Write 5-10 sentences with your conclusions concerning performance, usability etc. between using MongoDB and BaseX.

In comparsion from MongoDB to BaseX, it becomes obvious that MongoDB is much more widely used than BaseX. MongoDB has much more ressources to gather information from, it has a more sophisticated documentation and it is much more often the topic in discussions on common platforms like Stackoverflow. Because of it's widespread use, MongoDB has a quite simple setup and various pip packages which allow a simple way to interact with the DB from Python.

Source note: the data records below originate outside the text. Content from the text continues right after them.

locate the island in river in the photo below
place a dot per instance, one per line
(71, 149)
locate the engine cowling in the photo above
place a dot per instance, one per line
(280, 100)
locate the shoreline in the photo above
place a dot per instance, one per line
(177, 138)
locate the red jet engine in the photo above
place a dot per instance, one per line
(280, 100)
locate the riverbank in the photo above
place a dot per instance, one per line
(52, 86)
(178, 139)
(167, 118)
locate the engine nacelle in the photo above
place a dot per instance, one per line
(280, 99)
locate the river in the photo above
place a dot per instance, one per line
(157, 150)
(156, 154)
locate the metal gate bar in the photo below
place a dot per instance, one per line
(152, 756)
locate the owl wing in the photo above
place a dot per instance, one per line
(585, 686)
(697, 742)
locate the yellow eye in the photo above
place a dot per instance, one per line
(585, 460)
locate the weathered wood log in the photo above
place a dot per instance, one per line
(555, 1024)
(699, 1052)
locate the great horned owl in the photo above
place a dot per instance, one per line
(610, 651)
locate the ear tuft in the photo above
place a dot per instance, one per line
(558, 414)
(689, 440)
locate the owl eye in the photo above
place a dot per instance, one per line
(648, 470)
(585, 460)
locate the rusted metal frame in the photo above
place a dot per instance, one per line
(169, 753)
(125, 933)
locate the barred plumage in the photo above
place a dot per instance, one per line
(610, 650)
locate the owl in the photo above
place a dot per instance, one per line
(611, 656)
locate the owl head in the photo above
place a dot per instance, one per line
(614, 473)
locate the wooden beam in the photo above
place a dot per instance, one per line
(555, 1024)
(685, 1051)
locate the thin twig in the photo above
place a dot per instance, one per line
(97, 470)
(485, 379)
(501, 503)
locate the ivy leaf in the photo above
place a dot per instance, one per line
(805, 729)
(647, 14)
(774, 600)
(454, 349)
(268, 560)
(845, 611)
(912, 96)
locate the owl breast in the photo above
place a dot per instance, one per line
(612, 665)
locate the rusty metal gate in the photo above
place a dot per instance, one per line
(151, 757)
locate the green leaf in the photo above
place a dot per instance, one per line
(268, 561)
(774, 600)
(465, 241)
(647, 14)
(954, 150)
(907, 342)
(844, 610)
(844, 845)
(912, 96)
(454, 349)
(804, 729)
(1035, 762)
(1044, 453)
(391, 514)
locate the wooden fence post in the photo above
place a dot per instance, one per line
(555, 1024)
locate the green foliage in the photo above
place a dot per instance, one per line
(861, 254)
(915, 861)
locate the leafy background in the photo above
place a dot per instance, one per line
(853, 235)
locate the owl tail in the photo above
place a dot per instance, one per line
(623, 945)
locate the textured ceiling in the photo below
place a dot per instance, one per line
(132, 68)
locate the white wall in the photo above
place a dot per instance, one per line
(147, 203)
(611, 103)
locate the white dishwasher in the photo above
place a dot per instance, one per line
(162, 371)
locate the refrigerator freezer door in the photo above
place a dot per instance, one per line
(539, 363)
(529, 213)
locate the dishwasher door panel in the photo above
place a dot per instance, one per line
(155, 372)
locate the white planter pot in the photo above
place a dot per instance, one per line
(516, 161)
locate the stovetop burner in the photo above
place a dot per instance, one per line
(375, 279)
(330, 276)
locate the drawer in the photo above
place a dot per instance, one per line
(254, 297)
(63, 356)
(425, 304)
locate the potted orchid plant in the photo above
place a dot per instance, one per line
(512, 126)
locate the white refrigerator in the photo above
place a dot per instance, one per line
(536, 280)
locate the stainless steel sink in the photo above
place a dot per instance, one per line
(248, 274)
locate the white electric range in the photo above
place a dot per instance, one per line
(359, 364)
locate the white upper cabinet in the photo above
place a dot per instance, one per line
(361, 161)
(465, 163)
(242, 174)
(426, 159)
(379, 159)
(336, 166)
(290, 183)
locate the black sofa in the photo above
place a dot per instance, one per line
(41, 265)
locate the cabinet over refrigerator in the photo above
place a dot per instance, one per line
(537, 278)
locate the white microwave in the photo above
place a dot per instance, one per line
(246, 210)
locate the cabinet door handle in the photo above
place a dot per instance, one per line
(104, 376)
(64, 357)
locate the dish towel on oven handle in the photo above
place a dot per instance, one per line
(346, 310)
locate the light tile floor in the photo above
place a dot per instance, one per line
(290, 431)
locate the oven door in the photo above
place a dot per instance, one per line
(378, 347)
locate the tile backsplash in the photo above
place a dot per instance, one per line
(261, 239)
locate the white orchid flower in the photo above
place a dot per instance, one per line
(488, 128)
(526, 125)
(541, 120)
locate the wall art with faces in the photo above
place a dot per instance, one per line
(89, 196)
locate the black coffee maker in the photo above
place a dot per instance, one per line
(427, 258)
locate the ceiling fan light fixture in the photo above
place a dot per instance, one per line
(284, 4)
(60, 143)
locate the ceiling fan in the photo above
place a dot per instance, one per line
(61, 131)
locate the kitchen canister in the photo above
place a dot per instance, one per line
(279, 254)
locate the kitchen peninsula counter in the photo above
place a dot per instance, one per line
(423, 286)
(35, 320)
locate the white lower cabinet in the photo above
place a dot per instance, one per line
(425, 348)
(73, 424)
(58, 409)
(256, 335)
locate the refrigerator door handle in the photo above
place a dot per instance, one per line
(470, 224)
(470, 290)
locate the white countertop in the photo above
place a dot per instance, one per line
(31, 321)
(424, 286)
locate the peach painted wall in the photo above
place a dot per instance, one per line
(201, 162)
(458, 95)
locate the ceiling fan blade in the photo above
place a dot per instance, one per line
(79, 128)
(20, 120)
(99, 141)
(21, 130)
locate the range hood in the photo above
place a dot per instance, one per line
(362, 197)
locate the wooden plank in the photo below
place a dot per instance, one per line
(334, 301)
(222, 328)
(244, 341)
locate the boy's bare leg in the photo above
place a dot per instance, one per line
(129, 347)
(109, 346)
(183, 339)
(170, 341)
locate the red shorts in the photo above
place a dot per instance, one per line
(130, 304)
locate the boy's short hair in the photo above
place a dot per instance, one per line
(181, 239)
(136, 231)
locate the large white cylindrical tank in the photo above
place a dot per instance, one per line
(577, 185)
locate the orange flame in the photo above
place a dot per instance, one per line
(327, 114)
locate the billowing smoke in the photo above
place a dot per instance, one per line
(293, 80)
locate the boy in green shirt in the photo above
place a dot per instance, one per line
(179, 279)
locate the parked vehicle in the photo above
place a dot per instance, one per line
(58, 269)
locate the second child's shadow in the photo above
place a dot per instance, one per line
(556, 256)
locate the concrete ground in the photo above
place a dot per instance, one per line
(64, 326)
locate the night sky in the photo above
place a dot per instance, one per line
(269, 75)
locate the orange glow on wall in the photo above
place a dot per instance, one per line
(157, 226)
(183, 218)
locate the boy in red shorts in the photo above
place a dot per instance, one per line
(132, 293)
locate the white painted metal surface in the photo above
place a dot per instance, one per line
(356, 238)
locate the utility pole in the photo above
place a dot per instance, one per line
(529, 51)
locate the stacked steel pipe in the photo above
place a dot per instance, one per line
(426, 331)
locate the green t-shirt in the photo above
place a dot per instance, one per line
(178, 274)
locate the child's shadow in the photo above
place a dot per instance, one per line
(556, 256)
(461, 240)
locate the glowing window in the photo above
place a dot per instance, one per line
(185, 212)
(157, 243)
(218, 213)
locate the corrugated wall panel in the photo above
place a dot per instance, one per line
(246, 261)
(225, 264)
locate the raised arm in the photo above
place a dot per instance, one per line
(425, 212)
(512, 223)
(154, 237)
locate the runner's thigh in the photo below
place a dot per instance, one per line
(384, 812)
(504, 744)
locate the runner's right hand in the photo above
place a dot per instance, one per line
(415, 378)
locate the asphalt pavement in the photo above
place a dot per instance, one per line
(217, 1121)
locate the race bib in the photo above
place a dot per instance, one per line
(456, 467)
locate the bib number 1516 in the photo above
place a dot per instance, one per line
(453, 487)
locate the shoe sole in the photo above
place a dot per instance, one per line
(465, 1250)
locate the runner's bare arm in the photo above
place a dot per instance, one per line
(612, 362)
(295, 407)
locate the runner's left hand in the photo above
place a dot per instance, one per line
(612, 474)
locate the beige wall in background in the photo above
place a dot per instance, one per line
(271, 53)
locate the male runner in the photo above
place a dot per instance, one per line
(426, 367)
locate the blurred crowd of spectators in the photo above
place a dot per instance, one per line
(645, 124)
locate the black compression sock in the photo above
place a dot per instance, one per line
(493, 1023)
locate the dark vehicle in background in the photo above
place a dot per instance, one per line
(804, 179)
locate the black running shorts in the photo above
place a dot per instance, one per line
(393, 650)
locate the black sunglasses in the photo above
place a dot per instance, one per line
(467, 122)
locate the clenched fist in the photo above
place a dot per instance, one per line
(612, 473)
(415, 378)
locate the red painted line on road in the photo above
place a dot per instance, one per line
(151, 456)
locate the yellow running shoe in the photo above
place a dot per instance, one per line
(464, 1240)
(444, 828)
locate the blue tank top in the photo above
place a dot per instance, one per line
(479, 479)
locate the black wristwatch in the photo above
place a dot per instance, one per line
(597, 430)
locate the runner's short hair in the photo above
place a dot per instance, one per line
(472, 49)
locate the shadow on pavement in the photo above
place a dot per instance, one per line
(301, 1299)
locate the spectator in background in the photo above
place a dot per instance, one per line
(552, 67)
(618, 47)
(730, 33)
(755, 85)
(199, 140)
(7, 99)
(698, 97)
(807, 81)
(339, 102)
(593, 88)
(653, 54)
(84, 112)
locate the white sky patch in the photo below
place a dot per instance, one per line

The syntax of BaseX is furthermore more complex and not as intuitive than MongoDB. But this probably has something todo with MongoDB handling it's data based on
and derive it's syntax from JSON.

To handle big data I also think the winner is MongoDB. It supports the partitioning of data to multiple servers (sharding). Regarding performance, MongoDB supports an In-Memory storage engine, which BaseX does not.